We are also developing policies to address the causes and potential impacts of climate change. We will expect new developments to provide enhancements to the local biodiversity by at least 10%, and provide homes that are built to an environmental standard that is at least 19% higher than the current 2010 building standards regulations.
The Plan will also support the delivery of community infrastructures, transport links and opportunities for local jobs.
Note: Areas in the South Downs National Park are covered by the Local Plan created by the South Downs National Park Authority.
Have you received correspondence about a development in your area?
Developers may be contacting households about areas they are considering for development. Any correspondence you receive about individual developments will have been sent to you by the developers, not the Council. Please direct any enquiries you have about these to the developer. You will have an opportunity to give your views on development sites investigated and put forward by Horsham District Council in the Draft Local Plan from 17 February to 30 March 2020.
Sign up for email updates at horsham.gov.uk/localplanupdates
How is a Local Plan made?
The Local Plan takes two years to make and approve. Below is a short description of each stage.
For more detail, read our Local Development Scheme - a document that sets out the timetable for all Planning documents.
1. Evidence gathering
We prepare the preferred strategy by gathering evidence on the following topics:
- Housing needs
- Employment needs
- Gypsy & Traveller needs
- Infrastructure Delivery
- Transport Assessment
- Landscape Capacity
- Site Assessment
- Flood Risk Assessment
- Strategic Viability Assessment
- Sustainability Appraisal/Strategic Environmental Assessment (SA/SEA)
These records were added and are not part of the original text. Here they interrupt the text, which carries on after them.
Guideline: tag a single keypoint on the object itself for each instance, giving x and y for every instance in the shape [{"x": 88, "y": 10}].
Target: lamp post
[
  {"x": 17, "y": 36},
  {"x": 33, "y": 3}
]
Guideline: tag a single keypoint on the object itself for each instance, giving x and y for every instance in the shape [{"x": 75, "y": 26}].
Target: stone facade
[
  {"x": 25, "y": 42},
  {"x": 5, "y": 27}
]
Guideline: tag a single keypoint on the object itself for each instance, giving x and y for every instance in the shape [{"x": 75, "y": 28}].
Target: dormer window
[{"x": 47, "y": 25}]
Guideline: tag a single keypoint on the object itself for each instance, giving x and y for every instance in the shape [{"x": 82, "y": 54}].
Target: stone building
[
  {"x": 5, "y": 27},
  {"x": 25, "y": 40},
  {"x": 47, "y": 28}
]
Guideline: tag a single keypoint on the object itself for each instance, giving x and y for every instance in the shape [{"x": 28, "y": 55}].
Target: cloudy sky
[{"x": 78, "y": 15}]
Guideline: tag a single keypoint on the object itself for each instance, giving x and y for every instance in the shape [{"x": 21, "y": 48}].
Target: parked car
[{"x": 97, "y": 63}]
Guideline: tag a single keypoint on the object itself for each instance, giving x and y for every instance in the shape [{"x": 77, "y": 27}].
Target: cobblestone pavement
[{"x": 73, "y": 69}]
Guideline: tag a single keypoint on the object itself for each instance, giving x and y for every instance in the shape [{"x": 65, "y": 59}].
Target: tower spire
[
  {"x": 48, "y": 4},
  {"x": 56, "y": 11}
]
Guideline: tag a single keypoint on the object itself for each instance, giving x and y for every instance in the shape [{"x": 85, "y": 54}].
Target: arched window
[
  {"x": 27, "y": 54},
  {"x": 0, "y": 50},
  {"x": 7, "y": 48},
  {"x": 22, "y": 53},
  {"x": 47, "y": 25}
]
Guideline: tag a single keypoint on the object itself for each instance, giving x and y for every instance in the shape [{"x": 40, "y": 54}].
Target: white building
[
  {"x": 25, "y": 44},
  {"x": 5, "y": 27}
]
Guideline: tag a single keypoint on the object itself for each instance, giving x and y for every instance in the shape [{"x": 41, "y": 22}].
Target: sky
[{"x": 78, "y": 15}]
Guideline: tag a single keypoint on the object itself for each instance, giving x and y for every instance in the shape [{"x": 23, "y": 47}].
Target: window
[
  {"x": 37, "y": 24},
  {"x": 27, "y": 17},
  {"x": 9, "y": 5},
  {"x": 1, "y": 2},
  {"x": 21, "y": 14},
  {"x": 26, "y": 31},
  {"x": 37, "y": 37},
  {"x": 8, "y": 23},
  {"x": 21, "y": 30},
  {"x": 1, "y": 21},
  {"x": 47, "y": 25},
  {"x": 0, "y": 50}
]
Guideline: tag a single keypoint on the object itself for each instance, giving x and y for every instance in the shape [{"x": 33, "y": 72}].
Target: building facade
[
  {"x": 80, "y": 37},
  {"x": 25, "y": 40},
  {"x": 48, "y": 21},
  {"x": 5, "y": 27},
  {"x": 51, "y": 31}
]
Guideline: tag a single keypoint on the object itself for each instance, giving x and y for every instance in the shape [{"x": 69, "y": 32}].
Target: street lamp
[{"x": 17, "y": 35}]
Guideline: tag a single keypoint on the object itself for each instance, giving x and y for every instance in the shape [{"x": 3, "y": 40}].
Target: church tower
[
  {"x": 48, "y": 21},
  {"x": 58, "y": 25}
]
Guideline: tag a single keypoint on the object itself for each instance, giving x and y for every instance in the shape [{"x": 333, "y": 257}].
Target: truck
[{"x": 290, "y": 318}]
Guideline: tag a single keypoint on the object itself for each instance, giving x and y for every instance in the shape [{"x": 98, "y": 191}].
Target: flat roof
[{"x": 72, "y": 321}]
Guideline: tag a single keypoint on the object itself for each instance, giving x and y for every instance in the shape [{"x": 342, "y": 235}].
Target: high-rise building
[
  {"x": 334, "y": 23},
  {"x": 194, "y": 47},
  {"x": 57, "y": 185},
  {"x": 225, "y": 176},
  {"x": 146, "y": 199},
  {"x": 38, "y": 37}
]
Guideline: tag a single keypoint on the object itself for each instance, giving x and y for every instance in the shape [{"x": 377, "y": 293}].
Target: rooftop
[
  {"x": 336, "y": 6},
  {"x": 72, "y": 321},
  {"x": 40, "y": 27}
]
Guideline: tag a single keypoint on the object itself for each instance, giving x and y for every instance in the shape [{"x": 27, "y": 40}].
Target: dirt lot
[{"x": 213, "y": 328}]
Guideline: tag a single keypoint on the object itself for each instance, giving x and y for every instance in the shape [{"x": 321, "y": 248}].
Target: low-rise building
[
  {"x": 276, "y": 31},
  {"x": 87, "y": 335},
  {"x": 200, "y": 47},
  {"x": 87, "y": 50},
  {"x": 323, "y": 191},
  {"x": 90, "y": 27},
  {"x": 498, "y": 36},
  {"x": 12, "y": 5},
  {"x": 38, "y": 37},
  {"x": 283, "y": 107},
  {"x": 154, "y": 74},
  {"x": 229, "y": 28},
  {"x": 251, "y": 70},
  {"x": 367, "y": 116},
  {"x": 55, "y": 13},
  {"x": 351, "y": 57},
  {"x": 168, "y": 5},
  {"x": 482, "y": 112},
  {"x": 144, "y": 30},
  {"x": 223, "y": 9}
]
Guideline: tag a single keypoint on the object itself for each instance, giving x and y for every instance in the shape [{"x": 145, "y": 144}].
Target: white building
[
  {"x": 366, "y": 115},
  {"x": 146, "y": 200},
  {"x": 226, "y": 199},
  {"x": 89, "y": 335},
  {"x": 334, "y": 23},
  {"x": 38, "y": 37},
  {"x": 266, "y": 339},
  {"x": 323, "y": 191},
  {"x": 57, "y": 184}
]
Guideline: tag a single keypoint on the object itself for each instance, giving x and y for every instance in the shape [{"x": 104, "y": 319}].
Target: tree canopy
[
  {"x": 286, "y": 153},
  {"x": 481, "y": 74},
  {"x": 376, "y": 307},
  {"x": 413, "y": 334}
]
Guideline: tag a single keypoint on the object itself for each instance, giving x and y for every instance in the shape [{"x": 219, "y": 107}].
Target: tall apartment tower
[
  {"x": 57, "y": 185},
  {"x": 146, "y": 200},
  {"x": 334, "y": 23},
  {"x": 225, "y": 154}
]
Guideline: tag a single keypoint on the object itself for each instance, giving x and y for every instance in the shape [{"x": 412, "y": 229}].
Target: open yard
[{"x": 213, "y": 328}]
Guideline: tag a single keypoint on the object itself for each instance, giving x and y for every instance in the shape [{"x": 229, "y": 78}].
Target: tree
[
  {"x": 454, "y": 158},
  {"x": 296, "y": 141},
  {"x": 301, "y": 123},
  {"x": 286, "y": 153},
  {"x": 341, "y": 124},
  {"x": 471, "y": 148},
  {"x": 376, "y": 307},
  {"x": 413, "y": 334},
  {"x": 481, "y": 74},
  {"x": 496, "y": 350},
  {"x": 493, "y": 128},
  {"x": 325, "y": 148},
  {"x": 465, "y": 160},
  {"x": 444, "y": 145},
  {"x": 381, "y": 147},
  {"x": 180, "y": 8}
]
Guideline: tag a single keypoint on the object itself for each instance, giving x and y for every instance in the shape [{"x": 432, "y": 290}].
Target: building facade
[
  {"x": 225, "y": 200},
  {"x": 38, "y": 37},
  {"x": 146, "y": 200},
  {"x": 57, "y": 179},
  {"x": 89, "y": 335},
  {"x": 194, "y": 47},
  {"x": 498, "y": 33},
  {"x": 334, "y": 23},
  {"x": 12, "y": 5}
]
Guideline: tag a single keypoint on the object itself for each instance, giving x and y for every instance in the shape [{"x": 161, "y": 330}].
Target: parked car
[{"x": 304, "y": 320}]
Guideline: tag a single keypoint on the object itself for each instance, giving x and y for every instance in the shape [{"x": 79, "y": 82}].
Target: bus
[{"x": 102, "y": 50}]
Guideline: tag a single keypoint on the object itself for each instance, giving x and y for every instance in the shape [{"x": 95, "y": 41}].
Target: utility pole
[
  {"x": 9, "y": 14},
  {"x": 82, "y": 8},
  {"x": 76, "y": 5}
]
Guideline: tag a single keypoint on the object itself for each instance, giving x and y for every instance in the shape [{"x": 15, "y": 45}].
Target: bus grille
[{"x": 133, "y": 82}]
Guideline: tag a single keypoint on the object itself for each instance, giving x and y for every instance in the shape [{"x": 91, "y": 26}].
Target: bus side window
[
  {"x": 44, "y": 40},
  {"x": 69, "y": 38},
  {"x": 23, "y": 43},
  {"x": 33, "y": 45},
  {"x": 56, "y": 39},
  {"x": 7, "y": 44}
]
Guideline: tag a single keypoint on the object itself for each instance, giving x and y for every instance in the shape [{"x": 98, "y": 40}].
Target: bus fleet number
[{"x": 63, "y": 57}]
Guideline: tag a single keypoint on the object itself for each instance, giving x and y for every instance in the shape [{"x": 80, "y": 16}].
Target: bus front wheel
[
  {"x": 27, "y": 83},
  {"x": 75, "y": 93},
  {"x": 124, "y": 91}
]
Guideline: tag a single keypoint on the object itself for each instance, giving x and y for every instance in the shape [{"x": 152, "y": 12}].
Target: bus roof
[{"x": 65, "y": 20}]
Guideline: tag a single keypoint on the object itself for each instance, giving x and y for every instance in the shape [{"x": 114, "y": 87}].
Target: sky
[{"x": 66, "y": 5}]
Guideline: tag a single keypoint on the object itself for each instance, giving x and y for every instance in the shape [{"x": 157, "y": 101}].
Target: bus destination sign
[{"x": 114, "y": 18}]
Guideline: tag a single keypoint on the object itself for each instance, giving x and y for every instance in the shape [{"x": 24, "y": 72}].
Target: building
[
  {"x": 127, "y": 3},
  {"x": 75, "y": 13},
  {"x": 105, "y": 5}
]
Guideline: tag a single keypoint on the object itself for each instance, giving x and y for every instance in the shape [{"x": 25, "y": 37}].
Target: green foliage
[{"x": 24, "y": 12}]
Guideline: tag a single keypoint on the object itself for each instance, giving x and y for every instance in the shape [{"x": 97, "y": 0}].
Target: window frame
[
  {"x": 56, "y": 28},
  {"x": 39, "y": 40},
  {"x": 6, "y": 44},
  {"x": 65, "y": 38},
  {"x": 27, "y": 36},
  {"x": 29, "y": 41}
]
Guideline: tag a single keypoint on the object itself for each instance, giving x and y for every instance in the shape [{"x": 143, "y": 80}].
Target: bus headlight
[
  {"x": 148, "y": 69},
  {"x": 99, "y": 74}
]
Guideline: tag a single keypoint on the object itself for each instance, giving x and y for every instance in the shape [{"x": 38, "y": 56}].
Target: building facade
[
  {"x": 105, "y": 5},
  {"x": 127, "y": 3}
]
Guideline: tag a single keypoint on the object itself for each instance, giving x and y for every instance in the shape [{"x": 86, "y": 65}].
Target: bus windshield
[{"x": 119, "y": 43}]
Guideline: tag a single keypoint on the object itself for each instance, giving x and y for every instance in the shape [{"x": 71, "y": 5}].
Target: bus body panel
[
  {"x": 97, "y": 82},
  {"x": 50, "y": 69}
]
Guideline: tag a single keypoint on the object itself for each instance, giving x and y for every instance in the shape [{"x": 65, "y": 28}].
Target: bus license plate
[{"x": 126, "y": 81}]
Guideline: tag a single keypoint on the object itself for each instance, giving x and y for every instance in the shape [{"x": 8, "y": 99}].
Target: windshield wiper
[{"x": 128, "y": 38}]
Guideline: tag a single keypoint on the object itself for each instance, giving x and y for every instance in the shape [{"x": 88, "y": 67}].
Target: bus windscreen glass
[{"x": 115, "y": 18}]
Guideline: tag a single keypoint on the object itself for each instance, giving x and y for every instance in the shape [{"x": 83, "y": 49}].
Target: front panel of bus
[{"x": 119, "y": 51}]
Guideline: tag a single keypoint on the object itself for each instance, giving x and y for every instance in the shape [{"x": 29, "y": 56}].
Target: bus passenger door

2. Issues and Options Consultation (Regulation 18)
Public and stakeholder consultation participation in preparation of Development Plan Documents. This is often referred to as ‘Issues and Options’ consultation.
3. Proposed Submission (Regulation 19 and 20)
Publication of a draft planning document and the opportunity for stakeholders to make formal representations. Under Regulation 20, consultation is six weeks.
Once we have a draft Local Plan in place we intend to share it with as many of you as possible. To receive email updates on the process, register now at horsham.gov.uk/localplanupdates
For advice on how to comment in line with Planning policy, visit our Have your say page.
We also plan to get out and about throughout the District with exhibitions and surveys to gather your opinions. We will publish the venues and locations of these events. The consultation period will take place from 17 February to 30 March 2020.
The only way we will know what you think is if you tell us. The information and feedback we receive during the consultation will be collected and used to make changes to the Local Plan.
4. Submission to Secretary of State (Regulation 22)
The ‘Proposed Strategy’ documents and the formal representations are formally sent to the Secretary of State – The Planning Inspectorate or ‘PINs’
5. Examination (Regulation 23 to 25)
An independent Examiner is appointed by the Planning Inspectorate to test the plan.
6. Adoption (Regulation 26)
If the plan is successful at Examination it can be formally adopted by the Council and used to determine planning applications.